Susan Purcell and her college room-mate, Susan Ziglear, were busy unpacking their belongings - clothing, two clock radios, a stereo, a television set, a popcorn popper, a toaster, homemade cookies, a hot pot, electric hair curlers, a curling iron and a hair dryer.
"Most of the stuff is hers," Purcell said pointing a finger at Ziglear in the dormitory room at Marymount College in Arlington yesterday.
Purcell and Ziglear, both freshmen, are typical of today's college students who according to one college official, "bring everything under the sun" to campus.
Helen C. Rainey, secretary to the dean of students at Marymount Collebe, laughed. "You name it. They've got it," sge said. "This is the affluent society. We used to limit the number of electrical appliances they could bring, but no any more."
"When I went to school (about 13 years ago), you had just a suitcase and a trunk." said Linda McMahon, dean of students. "I think what we're seeing today ist typical of all college campuses," she said.
"I would say the stereo is the piece of equipment," McMahon said.
Cars and at least one truck loaded with suitcases, trunks, bicycles, plants, tennis rackets, skis and all types of electrical appliances - including small refrigerators - pulled into the parking lot in front of Gerard Phelan Hall at Marymount yesterday.
"We're helping my sister move in," Cathy Quinn said proudly as she and her mother, Ann, carried a color television set into the dormitory.

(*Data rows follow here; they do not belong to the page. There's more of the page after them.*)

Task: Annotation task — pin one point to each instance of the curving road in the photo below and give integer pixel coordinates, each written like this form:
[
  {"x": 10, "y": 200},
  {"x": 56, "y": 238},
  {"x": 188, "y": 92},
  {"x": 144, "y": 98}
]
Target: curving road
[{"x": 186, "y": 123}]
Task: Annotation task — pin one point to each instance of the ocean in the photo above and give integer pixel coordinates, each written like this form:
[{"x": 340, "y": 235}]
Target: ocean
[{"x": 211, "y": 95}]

"I heard they have ski weekends," said Gina Quinlan of Holland, Pa., as she held skis in one hand.
"Almost every luxury they can think of comes," said Megan Jersey, a sophmore resident assistant who was helping to supervise the freshmen yesterday at the private, four-year institution with an enrollment of 800. "We have all of the 'essentials' that we could probably do without."
"They want all the comforts of home here," said Dolores Corson of Fairhaven, N.J., who was helping her daughter, Karen, get settled.

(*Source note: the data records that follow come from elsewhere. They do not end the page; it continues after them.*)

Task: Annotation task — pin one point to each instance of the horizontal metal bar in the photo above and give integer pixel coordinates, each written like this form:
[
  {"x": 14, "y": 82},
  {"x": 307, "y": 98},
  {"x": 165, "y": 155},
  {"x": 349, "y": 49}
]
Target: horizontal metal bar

"She (Karen) was talking about one of those little refrigerators," said Mrs. Corson who added that she thought the refrigerator would be a bit too much.
"They will have to rewire the Hall," Warren Corson said jokingly as he watched the different conveniences that his daughter and her college mates were bringing into the mormitory.
Olga Solores, a dorm student leader, said that, although the students are not limited on how much they can bring, "we ask them to think of the other person."
Some of the students were in fact doing just that and had coordinated with their roommates just what each would bring.
"My roommate is bringing the stereo," said Connie Quinn, who brought records and a color television set.